Data on Wednesday showed U.S. consumer price growth slowed sharply in April, suggesting that inflation had probably peaked, though it was likely to stay hot.
The dollar benefited as the data confirmed expectations for further aggressive hikes in interest rates by the Federal Reserve and investors fretted that central bank tightening could slow global economic growth.
Asian stocks fell to an almost two-year low, European shares tumbled and oil prices were down 2%.
Against this backdrop, the dollar index, which measures the greenback's strength against a basket of six currencies, rose 0.4% to 104.44, its highest since December 2002.
Despite increasing expectations of a rate hike in July, the euro remained under pressure on fears that the war in Ukraine and rising energy prices could tip the eurozone into recession later this year.
"The market was already priced for this, but we can now have a high level of confidence that the ECB will hike in July," strategists at MUFG said.
The euro fell 0.5% to $1.0463, after hitting its lowest since January 2017 at $1.044.
"The risk sentiment soured further due to the disappointing news regarding China's Covid situation," Mizuho strategists said. "Two new infections in Shanghai were reported, which reset the timeline for ending the lockdown."
Shanghai authorities combed the city on Thursday for its last COVID-19 cases to clear the way for an exit from a painful six-week lockdown.
China's yuan fell as low as 6.8150 per dollar, its lowest since September 2020, and was last down 0.7% at 6.8125.

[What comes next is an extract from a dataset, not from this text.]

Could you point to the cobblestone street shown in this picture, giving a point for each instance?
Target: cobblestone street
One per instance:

The yen rose 1% against the dollar but was not far from its lowest level since April 2002 as hawkish Federal Reserve rhetoric continued to weigh on the Japanese currency.
A Bank of Japan policymaker said it was inappropriate to change monetary policy to control exchange rates, brushing aside the idea of countering sharp yen falls with interest rate hikes.
Bitcoin meanwhile fell to its lowest in 16 months on Thursday, leading a rush out of risk assets, such as tech stocks, while the collapse of TerraUSD, a so-called stablecoin, underscored the strain on cryptocurrency markets.
Bitcoin, the world's largest cryptocurrency, dropped 3% to $27,584, after hitting its lowest since December 2020. It has lost a third of its value in the last eight sessions.